Extra Decadent Chocolate Raspberry Cookies
  • 16 T. salted butter
  • 160g caster sugar (extra fine)
  • 160g light brown sugar
  • 200g Ghirardelli dark Chocolate Chips
  • 200g Ghirardelli semi sweet chips (or use all dark chips if you prefer)
  • 25g freeze dried raspberries
  • 35g cocoa powder
  • 35g black cocoa powder
  • 300g all purpose flour
  • 130g self-rising flour
  • 2 tsp baking powder
  • 1 tsp kosher salt
  • 15g freeze dried raspberry powder (I made this by grinding up some freeze dried rasp in food processor.)
  • 3 eggs
  1. Preheat oven 350
  2. In a mixer, beat butter to break it up.

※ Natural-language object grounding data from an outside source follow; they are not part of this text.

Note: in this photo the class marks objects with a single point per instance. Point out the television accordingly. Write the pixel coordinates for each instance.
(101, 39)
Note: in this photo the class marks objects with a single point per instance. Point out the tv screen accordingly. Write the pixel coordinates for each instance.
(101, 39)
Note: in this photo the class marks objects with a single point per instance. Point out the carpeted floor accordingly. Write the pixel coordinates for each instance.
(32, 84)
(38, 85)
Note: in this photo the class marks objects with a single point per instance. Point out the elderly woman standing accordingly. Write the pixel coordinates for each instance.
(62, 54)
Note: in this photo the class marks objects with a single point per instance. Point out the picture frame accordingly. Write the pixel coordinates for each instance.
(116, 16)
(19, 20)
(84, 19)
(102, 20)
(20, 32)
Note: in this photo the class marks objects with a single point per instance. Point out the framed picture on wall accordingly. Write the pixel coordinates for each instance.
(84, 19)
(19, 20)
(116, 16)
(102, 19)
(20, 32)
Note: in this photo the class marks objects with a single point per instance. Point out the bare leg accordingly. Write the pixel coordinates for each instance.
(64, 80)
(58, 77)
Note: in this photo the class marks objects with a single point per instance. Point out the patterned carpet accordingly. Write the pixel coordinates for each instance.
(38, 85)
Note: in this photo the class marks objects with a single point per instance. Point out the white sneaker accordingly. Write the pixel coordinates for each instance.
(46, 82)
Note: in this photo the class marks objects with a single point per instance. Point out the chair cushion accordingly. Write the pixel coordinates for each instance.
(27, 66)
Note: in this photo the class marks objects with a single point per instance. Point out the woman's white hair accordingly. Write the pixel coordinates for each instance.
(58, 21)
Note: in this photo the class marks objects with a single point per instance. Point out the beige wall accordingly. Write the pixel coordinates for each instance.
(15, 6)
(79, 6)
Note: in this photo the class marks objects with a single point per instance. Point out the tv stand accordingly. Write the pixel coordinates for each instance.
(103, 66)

  3. Add sugars and mix to combine.
  4. Add chips and dried raspberries.
  5. Add cocoas, , flours, powder, salt, rasp powder.

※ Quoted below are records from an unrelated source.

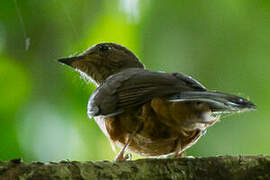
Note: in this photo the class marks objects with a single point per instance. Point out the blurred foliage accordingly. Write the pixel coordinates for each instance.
(223, 44)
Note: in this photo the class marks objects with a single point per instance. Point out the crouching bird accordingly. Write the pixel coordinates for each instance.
(147, 112)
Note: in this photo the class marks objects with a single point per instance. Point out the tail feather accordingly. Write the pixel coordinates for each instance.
(217, 101)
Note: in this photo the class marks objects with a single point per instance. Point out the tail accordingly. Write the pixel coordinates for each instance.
(217, 101)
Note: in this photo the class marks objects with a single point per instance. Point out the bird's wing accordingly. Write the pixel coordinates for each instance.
(218, 102)
(134, 87)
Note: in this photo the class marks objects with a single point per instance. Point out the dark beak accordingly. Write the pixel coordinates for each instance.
(68, 61)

  6. Add eggs until dough forms on beater.
  7. Weigh out mounds of 125 grams. (Can shape in a disk or leave tall-both spread about the same.)
  8. Preheat a jelly roll pan 5 mins without parchment.
  9. Remove hot pan and place 6 mounds of dough spaced apart on the sheet.
  10. Bake 13-14 mins and cool on sheet.
  11. Cookies will firm up as they sit.